Data Retention & Archival: Managing History

Retention Policy:

Gold layer: 5 years (SLA required)
Silver layer: 2 years (for debugging)
Bronze layer: 90 days (raw data cost-prohibitive)

Why?:
  - Gold: Business/legal requirements (5-year audits)
  - Silver: Good enough for recent debugging (2 years)
  - Bronze: Cost savings (raw data cheap to regenerate)

Implementation

-- Automated archival: Move old data to cheap storage

-- Month-end job: Archive old partitions
ALTER TABLE gold.fact_sales SET TBLPROPERTIES (
  'parquet.compression'='snappy'  -- Compress before archival
);

-- Delete partitions older than 5 years
DELETE FROM gold.fact_sales
WHERE sale_date < DATE_SUB(CURRENT_DATE(), INTERVAL 5 YEAR);

-- Export to Cloud Storage (cheaper storage)
EXPORT DATA OPTIONS(
  uri='gs://archive-bucket/fact_sales/*.parquet',
  format='PARQUET'
) AS
SELECT * FROM gold.fact_sales
WHERE sale_date >= DATE_SUB(CURRENT_DATE(), INTERVAL 7 YEAR)
  AND sale_date < DATE_SUB(CURRENT_DATE(), INTERVAL 5 YEAR);

Summary: Enterprise Data Management Stack

graph TB
    A["Data Governance<br/>RACI Framework"]
    B["Data Quality<br/>dbt Tests"]
    C["Lineage Tracking<br/>dbt + Data Catalog"]
    D["Metadata Management<br/>Collateral/Datahub"]
    E["Security & Privacy<br/>RLS, Masking"]
    F["Cost Management<br/>Monitoring"]

    A -.-> B
    B -.-> C
    C -.-> D
    D -.-> E
    E -.-> F

Deep-Dives

Deep Dive: Data Governance — RACI, ownership models, policy enforcement.

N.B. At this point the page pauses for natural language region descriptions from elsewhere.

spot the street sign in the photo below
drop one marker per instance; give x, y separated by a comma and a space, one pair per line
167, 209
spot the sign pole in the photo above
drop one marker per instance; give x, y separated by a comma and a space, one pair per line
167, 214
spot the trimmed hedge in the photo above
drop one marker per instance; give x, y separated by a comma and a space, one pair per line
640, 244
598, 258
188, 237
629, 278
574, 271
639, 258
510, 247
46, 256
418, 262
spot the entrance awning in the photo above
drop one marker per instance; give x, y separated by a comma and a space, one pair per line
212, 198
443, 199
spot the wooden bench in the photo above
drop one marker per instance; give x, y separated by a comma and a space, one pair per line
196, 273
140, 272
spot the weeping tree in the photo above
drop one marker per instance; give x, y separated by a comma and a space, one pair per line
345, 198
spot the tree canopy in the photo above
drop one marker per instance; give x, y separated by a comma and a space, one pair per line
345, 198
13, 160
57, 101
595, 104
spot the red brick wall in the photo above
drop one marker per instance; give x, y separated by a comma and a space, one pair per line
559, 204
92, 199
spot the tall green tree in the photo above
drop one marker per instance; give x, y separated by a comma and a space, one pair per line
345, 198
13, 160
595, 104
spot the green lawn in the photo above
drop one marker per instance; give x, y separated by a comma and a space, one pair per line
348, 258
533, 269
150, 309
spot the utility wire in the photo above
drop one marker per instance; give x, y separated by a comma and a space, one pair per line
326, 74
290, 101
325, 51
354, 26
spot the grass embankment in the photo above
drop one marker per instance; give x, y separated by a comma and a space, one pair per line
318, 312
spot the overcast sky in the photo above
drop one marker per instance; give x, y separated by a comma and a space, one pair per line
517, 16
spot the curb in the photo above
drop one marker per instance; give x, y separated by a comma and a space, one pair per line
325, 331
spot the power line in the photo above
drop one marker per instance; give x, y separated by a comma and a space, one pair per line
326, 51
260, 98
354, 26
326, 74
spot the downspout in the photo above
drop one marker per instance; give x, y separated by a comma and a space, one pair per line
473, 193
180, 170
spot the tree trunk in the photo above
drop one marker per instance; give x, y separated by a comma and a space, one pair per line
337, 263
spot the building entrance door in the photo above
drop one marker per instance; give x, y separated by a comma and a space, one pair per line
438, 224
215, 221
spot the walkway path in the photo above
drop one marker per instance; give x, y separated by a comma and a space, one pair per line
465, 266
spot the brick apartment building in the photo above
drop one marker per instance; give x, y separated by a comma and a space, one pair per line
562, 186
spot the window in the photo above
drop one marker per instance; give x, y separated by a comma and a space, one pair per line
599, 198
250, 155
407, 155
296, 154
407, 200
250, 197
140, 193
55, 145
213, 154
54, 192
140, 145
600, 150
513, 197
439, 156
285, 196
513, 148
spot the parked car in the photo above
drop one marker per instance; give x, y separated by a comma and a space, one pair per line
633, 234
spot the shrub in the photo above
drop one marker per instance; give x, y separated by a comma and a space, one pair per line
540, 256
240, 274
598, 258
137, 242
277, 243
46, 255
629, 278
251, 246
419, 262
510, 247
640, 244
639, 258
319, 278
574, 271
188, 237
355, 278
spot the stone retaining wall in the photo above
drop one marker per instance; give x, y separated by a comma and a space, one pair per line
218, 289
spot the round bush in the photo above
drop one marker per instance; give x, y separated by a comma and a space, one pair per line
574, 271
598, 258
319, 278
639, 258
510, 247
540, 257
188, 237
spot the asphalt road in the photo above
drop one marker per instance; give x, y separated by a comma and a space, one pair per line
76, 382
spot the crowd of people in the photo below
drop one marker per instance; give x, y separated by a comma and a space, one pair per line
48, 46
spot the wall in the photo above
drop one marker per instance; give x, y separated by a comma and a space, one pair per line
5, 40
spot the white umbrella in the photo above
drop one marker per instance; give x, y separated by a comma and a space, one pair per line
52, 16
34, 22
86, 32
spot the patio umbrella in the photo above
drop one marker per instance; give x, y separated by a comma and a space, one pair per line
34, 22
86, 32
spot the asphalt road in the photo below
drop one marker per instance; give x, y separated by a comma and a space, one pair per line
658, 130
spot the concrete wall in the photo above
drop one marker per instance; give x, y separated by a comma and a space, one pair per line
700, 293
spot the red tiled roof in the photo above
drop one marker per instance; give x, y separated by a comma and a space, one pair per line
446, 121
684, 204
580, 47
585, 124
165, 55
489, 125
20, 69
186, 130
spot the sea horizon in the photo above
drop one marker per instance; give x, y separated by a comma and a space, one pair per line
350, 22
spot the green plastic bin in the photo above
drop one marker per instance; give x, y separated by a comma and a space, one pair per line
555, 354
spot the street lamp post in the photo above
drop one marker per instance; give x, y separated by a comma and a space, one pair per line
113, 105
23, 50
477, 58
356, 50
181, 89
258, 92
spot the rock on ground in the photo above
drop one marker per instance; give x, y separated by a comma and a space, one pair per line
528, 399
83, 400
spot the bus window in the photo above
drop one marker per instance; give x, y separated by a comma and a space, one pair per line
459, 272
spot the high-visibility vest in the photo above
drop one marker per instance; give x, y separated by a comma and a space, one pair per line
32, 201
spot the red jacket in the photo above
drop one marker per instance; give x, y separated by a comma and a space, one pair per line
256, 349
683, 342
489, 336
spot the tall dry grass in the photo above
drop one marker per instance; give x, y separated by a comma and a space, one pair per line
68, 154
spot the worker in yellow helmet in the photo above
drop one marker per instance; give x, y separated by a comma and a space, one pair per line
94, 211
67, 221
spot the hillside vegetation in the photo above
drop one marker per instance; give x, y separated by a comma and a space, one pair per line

Deep Dive: Data Quality — Test frameworks, SLAs, monitoring dashboards.

Deep Dive: Data Lineage — Lineage tools, impact analysis, compliance automation.


Key Takeaways

Data governance requires clear ownership (data owner vs. steward vs. consumer).

Quality is measured via tests and SLAs, not gut feeling.

Lineage tracking enables fast debugging and compliance.

Metadata catalog is the single source of truth.

Security & privacy require role-based access, masking, encryption.

Cost is manageable with monitoring, retention policies, optimization.


Practice Questions

  1. Define the RACI for a data table ownership model.
  2. Design a data quality framework with 3 levels (Bronze, Silver, Gold).
  3. How would you implement column-level security for PII?
  4. What metadata should be tracked for every table?
  5. How would you investigate the root cause of a data quality issue using lineage?